Reilly Coogan was a felon, that was how he made his living. His first job was actually getting into prison. His nickname was Jailbird, although he wasn’t your typical career parolee. He had been to college, graduated with a Master’s Degree by twenty one, and had two doctorates by thirty. He had been put through college by his brother Oscar before his death, with the intention of succeeding him one day.
That day came sooner than later when someone blew up Oscar’s home. Officially it had been ruled a gas fire, but the police knew that it had been covered up. Reilly was locked away on a trumped up charge, one that his brother had arranged. Reilly was supposed to oversee Oscar’s operations within the prison.
This would isolate him from any blame, and insure that things were run well. After Reilly had eliminated his brother’s hit man, and taken over the empire, he made a decision. He was content to stay in prison, albeit, a low security, high amenities one. When anyone tried to touch
him, he would respond, “How can I have done this? I’m incarcerated on tax charges.”
Reilly was smart, smug, and comfortable. This makes for a dangerous combination when you’re at the top of a shaky hill. He was so arrogant that he had orchestrated a transfer to his home turf Oceania, as it was called now, had been home. Now it was a big city, with big players. As long as he stayed in prison, he was safe. That was the problem.
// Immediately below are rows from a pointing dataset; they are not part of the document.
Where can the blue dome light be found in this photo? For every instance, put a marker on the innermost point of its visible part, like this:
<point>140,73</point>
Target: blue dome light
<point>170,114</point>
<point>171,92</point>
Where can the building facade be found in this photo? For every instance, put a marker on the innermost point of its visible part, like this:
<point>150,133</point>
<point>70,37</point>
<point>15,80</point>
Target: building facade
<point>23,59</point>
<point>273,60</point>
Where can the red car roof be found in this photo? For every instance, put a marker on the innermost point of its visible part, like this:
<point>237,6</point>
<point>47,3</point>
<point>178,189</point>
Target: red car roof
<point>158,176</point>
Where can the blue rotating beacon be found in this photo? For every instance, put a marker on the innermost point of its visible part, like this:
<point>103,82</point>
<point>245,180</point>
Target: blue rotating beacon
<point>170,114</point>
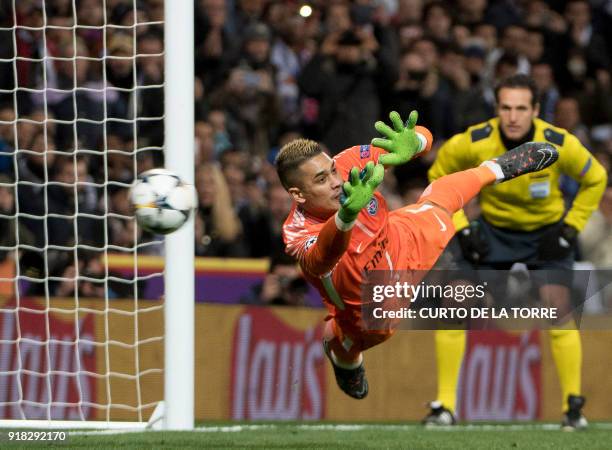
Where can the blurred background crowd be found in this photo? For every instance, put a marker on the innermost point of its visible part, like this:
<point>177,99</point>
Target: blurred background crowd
<point>266,72</point>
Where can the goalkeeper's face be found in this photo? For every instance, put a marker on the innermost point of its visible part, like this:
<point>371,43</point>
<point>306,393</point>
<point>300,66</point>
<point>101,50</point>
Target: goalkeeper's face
<point>318,186</point>
<point>516,112</point>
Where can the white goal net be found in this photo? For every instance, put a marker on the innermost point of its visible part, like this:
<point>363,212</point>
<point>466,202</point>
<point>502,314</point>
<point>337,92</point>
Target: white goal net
<point>81,113</point>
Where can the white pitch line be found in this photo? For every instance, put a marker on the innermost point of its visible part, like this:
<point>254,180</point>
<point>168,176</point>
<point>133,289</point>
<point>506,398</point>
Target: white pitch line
<point>356,427</point>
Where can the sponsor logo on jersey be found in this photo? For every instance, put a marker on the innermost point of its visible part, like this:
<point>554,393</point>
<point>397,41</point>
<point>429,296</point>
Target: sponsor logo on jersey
<point>364,151</point>
<point>310,242</point>
<point>373,206</point>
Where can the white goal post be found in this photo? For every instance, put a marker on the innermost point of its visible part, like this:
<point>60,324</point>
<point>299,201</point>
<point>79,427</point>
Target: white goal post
<point>65,360</point>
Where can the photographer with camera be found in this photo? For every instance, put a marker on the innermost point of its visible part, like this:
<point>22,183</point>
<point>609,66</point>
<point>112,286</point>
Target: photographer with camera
<point>283,284</point>
<point>345,76</point>
<point>249,97</point>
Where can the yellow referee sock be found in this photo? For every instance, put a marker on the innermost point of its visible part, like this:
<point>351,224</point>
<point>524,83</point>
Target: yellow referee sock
<point>450,347</point>
<point>567,351</point>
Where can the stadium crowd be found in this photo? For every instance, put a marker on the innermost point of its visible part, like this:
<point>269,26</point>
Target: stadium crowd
<point>267,71</point>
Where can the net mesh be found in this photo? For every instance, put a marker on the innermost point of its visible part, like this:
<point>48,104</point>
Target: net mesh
<point>81,111</point>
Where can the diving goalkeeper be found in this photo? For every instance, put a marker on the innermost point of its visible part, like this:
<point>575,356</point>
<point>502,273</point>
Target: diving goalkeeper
<point>339,223</point>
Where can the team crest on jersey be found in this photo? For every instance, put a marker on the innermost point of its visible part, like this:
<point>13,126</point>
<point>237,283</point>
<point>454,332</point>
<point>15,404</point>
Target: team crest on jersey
<point>310,242</point>
<point>364,151</point>
<point>373,206</point>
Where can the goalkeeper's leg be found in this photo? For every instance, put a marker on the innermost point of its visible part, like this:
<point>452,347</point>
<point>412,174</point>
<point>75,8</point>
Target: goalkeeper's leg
<point>345,352</point>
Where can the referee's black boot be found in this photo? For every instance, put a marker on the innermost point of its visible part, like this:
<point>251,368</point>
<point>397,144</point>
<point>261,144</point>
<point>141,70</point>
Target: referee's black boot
<point>526,158</point>
<point>439,416</point>
<point>573,418</point>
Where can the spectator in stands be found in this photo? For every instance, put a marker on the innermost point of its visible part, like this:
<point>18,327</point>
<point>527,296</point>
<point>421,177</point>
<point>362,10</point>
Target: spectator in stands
<point>414,88</point>
<point>438,22</point>
<point>10,229</point>
<point>150,100</point>
<point>344,77</point>
<point>218,230</point>
<point>249,95</point>
<point>542,74</point>
<point>283,285</point>
<point>567,115</point>
<point>216,47</point>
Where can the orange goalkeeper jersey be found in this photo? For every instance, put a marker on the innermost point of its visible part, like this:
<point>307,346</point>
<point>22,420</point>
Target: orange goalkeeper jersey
<point>412,237</point>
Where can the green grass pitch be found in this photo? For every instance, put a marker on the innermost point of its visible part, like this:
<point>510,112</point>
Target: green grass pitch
<point>341,436</point>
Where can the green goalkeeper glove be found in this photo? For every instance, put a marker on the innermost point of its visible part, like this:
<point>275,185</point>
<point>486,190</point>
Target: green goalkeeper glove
<point>359,190</point>
<point>402,142</point>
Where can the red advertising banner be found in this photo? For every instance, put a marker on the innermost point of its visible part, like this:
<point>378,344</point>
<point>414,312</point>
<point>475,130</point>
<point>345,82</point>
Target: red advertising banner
<point>500,378</point>
<point>48,343</point>
<point>278,371</point>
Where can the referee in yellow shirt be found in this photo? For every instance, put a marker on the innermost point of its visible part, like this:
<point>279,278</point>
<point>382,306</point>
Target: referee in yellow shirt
<point>524,220</point>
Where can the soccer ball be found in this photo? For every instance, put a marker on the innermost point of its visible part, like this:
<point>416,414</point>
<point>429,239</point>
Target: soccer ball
<point>162,201</point>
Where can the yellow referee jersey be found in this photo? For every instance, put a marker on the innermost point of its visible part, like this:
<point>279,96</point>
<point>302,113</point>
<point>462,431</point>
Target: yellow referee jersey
<point>533,200</point>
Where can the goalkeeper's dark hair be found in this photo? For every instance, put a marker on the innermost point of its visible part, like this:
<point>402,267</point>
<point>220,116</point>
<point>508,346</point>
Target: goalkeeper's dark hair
<point>291,156</point>
<point>519,81</point>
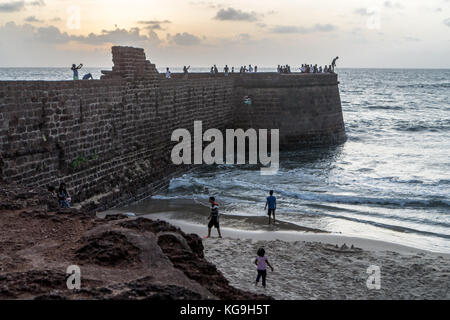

His lawyer arrived on a Tuesday afternoon. “Hello Lou, how’s the day going?” “Not good, I’m afraid. Someone has switched tactics on you Reilly. They’ve pushed through a pardon for you. You leave prison tomorrow a free man.” Those words stopped the very smart, very scared crook in his tracks.
It took him all afternoon to regain his composure, and then he formed a plan. His alibi had always been his location. “How could a known felon pull off something like this?” The police would be watching him day and night, unless . . . unless someone else was running the empire. He would need a stooge, but a believable one.
Who was strong enough to topple him, but smart enough to become partners? How could he control them? No one fit the bill, until he came up with a very crazy idea. “I’ll just have to stay alive long enough to pull it off. Or do I?” It was then that he decided that Reilly Coogan wouldn’t make it out of prison alive.
The jailbird would fly the coup, but not the way someone had intended. They wouldn’t pull his strings, even to free him. He would have a corpse brought in by Lancaster, set a fire, and escape through his “private elevator” when he wanted a night on the town. Reilly Coogan would cease to exist.
Oceania was apparently inviting members of comic conventions to attack his organization now. This Sea Horse was causing trouble for John Cater. He could use that, but what would he call himself. Gadgets weren’t the problem, those could be made.
He needed something that didn’t sound threatening, something that people would laugh at, not fear. If the citizens feared him, they’d pressure the police to stop him. If they laughed, then no one would bat an eye while he locked down the city, and half the east coast for that matter.
It was then that he remembered a statement his Grandfather used to make. Roger Crane was the boss in the region of what had been Oceania. He used to say, “It’s time for the upper crust to move out of the way. Tell them that the Cranes are king know, we’re taking High Society by storm.” Then he would laugh as he did exactly that, and so would his Grandson.
Lancaster filled the boss’ order, grabbed a body, lit the fuse, and the papers told the untimely death of jailbird Reilly Coogan. The fake funeral wasn’t even over before Cater and all the factions were fighting for control. It didn’t matter, Reilly had helped Oscar plan his rise to the top, and he would easily do the same under a new name.
The next day another masked character hit Oceania’s smallest bank. He used an experimental antigravity generator, and high powered laser weapons. The bank robber was dressed in an outfit that looked like it was a mixture of the nineteen thirties and a science fiction novel. He smiled at the security cameras and introduced himself by burning his nom de plume into the vault door. It read, “High Society was here!”